Reversing extinction

by SADIAH QURESHI

The egg of the now-extinct passenger pigeon. IMAGE/Muséum de Toulouse/Wikipedia

Technologies of preserving and reviving organisms are already redefining the meaning of life, death, and extinction itself

In 2003, a unique baby goat lived and died. In doing so, she might be regarded as the first species to have endured the indignity of going extinct twice.

The Pyrenean ibex, also known as the bucardo, was once native to the mountainous regions of Spain. By the mid-20th century, hunting had severely depleted populations. By 1999, only one survived, named Celia. When she died a year later, the bucardo was declared extinct.

While she was alive, tissue samples from Celia’s ear were collected, and frozen in liquid nitrogen. Encouraged by previously successful techniques for cloning animals, a team of Spanish, French and Belgian scientists hoped to bring back the bucardo. They cultured the harvested cells to isolate bucardo DNA, and transferred cloned genomes to domestic goat eggs with the nuclei removed. A total of 208 embryos were transferred to surrogate mothers: either Spanish ibex (a still-living, related species) or hybrids of Spanish ibex and domestic goats. Seven pregnancies resulted, but only one goat carried to full term. That goat gave birth to a bucardo kid by caesarean section.

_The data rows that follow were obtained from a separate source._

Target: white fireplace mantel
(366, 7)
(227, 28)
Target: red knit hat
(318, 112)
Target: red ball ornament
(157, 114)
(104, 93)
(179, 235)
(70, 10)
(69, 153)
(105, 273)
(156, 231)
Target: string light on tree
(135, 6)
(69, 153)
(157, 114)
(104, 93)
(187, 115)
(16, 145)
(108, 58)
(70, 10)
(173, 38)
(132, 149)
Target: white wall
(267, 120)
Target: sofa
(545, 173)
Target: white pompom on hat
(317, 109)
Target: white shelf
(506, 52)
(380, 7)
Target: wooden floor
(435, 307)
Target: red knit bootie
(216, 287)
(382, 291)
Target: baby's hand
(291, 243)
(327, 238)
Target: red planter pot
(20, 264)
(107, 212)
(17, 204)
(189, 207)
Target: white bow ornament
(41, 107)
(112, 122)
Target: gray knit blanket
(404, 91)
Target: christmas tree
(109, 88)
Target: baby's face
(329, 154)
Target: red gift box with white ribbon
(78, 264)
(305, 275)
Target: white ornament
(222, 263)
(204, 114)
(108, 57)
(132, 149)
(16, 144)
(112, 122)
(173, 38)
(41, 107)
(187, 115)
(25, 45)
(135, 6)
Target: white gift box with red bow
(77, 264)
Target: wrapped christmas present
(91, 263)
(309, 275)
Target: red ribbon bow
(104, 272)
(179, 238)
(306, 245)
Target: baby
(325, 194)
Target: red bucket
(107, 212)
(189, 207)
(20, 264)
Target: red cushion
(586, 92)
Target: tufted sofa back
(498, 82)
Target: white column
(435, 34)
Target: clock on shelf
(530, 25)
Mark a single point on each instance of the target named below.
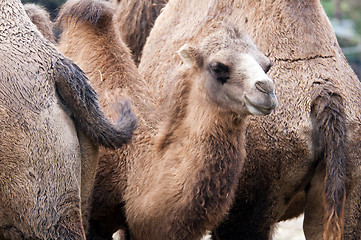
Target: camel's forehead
(227, 41)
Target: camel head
(233, 72)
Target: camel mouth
(260, 108)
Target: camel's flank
(192, 162)
(41, 18)
(296, 163)
(135, 19)
(51, 125)
(98, 49)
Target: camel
(184, 161)
(135, 19)
(41, 18)
(51, 125)
(304, 157)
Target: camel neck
(12, 13)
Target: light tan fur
(282, 156)
(180, 174)
(41, 18)
(51, 127)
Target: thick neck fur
(199, 152)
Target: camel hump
(329, 141)
(98, 13)
(80, 101)
(41, 18)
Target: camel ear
(189, 55)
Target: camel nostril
(264, 86)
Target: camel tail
(81, 103)
(97, 13)
(329, 141)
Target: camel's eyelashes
(220, 71)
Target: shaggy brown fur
(135, 19)
(49, 114)
(41, 18)
(292, 152)
(90, 39)
(171, 189)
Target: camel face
(233, 73)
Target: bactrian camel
(304, 157)
(49, 117)
(41, 18)
(135, 19)
(184, 162)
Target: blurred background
(345, 16)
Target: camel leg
(314, 209)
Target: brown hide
(180, 176)
(41, 18)
(49, 113)
(135, 19)
(319, 102)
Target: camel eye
(220, 71)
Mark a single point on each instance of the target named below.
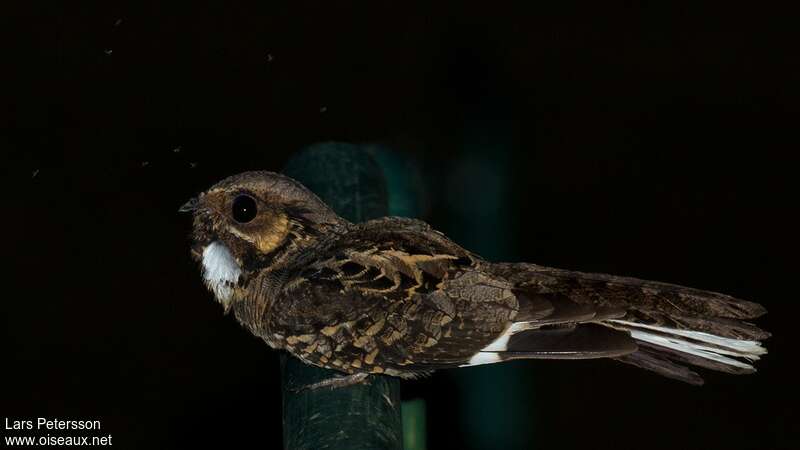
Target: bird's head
(250, 222)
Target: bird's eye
(244, 209)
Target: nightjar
(395, 297)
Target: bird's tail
(673, 327)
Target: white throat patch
(220, 271)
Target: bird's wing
(394, 296)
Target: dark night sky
(653, 141)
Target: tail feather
(673, 326)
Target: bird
(393, 296)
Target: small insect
(393, 296)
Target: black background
(655, 141)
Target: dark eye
(244, 209)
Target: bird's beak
(189, 206)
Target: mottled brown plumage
(394, 296)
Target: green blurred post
(366, 415)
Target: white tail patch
(750, 350)
(487, 355)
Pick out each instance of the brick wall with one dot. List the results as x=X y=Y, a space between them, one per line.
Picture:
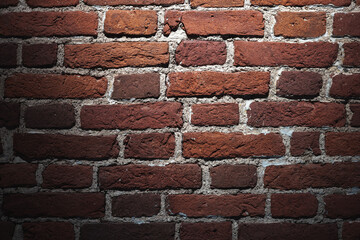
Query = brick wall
x=173 y=119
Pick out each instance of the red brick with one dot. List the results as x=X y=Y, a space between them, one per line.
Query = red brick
x=131 y=22
x=301 y=176
x=198 y=84
x=150 y=145
x=345 y=86
x=342 y=206
x=128 y=231
x=132 y=116
x=117 y=54
x=200 y=53
x=342 y=143
x=277 y=114
x=54 y=86
x=48 y=230
x=213 y=231
x=136 y=205
x=305 y=142
x=67 y=176
x=50 y=116
x=293 y=231
x=230 y=145
x=218 y=114
x=9 y=114
x=137 y=86
x=233 y=176
x=300 y=24
x=8 y=52
x=298 y=84
x=297 y=205
x=66 y=205
x=241 y=205
x=39 y=55
x=18 y=175
x=345 y=24
x=150 y=177
x=311 y=54
x=46 y=24
x=43 y=146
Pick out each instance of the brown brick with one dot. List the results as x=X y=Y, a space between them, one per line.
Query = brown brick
x=198 y=84
x=132 y=116
x=50 y=116
x=54 y=86
x=218 y=114
x=345 y=86
x=211 y=230
x=312 y=175
x=116 y=55
x=67 y=176
x=137 y=86
x=277 y=114
x=66 y=205
x=39 y=55
x=233 y=176
x=345 y=24
x=297 y=205
x=192 y=205
x=311 y=54
x=48 y=230
x=18 y=175
x=150 y=177
x=342 y=206
x=128 y=231
x=43 y=146
x=299 y=84
x=46 y=24
x=136 y=205
x=200 y=53
x=218 y=145
x=150 y=145
x=305 y=142
x=300 y=24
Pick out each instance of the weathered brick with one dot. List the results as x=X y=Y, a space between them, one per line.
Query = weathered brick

The tiny Pyrenean ibex was genetically identical to the last living bucardo, making her a direct clone. But while the kid appeared healthy until birth, she never took a breath. The desperate team tried to help her breathe, but she was declared dead within a few minutes. An autopsy on her miniature body identified a defective lung.

The story of the cloned bucardo kid can be told in many ways. Was this a rare double-extinction? Perhaps. More cautiously, we might suggest that the experiment was never a successful de-extinction at all, because the kid was never able to perform the same ecological function as the lost species. But there is also a more provocative telling: that neither happened, because the bucardo never went extinct in the first place.

In recent years, some advocates of de-extinction technologies have argued that if an animal’s tissues and cultured cells persist in a state of cryopreservation, it is not extinct, but ‘evolutionarily torpid’. In other words, the death of the last living animal is not an ending, merely a pause.

This reframing isn’t merely semantic – it reshapes the meaning of conservation. If frozen cells forestall extinction, when do we declare a species lost? And if genetic material assuages our guilt that a ‘way of being’ survives, why invest in protecting living animals? The question cuts deeper: what distinguishes being alive from existing as dormant genetic material?